Statement on The Emperor's New Toys and 2004

A childhood friend of mine had a bulletin board covering one wall of her kitchen in the house
she grew up in. It was covered, collage style, with photographs, stickers, dried flowers, drawings,
poetry, and other assorted oddities that struck her mother's fancy. Out of this visual cacophony,
I remember a sticker bearing the slogan "Children Learn What They Play. Don't Buy War Toys."

The notion that mankind's history of warfare can be traced to G.I. Joe and his familiars is the
sort of over-simplified scapegoat rhetoric that only ever makes a catchy bumper sticker. Still,
the idea that children's playthings are made to emulate machines of atrocity is highly disturbing.

This body of work is directed at the absurdity of both war toys and war itself. Created at a time
when the news is consumed with war coverage, these pictures aim to disturb the viewer with
their familiarity- they depict traditional toys and classic games in scenes imitative of those we
read about every morning.

The images in The Emperor's New Toys use Green Army Men figures and board game pieces to
illustrate war as play and play as war. They speak about the ability of war toys to bring horror
and devastation into our lives as entertainment. They also aim to address the political approach
to war as a game of strategy, where soldiers are maneuvered like gamepieces by far-off masterminds
whose stake in the game is comparably insignificant, but whose absolute victory is essential.

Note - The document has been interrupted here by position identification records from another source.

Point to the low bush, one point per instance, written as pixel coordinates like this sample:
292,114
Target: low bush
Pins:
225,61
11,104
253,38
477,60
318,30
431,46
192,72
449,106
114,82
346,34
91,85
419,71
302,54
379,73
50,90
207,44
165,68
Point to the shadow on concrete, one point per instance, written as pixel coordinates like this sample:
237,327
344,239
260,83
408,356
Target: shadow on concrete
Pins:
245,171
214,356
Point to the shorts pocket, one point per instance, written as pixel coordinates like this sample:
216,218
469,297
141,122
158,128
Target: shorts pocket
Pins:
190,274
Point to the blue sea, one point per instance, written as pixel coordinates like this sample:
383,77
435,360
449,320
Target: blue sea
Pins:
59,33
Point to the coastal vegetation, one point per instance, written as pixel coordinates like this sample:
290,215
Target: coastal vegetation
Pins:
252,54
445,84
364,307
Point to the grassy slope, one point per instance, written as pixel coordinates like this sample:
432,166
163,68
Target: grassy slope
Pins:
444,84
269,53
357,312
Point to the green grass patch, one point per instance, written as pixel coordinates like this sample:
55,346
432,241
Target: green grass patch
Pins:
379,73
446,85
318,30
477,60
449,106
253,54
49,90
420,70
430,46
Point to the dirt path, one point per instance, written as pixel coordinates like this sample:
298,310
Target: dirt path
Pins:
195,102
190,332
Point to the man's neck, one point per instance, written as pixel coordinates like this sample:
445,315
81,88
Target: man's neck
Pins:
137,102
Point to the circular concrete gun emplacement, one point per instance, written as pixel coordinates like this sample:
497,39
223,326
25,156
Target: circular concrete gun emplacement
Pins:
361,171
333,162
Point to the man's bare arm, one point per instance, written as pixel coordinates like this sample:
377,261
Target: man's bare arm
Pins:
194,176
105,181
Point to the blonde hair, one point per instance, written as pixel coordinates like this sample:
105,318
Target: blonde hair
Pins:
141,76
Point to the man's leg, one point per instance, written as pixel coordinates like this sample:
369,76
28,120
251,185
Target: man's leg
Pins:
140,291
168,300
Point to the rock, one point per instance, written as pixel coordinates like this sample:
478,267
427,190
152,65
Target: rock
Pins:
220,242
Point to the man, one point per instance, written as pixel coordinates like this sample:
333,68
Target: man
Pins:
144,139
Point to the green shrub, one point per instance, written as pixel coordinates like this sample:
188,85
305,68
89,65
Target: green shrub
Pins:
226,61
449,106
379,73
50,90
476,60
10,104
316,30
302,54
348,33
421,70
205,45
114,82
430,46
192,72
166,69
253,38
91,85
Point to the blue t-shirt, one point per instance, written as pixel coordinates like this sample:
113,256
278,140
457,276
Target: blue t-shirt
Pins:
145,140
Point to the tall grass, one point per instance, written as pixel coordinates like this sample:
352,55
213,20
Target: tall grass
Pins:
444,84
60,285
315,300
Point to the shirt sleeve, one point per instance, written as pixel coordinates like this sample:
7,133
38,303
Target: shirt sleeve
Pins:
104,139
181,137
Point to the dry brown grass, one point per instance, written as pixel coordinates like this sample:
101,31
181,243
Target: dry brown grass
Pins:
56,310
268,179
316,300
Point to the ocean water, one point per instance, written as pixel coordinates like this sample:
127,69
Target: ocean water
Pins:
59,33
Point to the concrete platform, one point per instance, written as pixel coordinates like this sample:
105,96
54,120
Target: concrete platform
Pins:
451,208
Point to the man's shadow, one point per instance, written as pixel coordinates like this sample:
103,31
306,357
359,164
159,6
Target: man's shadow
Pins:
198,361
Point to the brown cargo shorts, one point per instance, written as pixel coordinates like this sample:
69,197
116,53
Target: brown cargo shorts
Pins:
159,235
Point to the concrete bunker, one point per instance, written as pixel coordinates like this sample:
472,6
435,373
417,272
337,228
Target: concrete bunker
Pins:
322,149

The video stills in 2004 strive for a sense of perverse reality. Though the images very obviously
display toys, the distance between the subjects and the end result of the process, combined with
the distortion achieved through the layered media, give a sense of believability to the pictures.
The filtering of the image from staged diorama, to videotape, through television, and ultimately
back onto film mirror the many venues our news goes through from the moment the events occur
to the time we actually become aware of them through the television, newspaper, radio, or internet.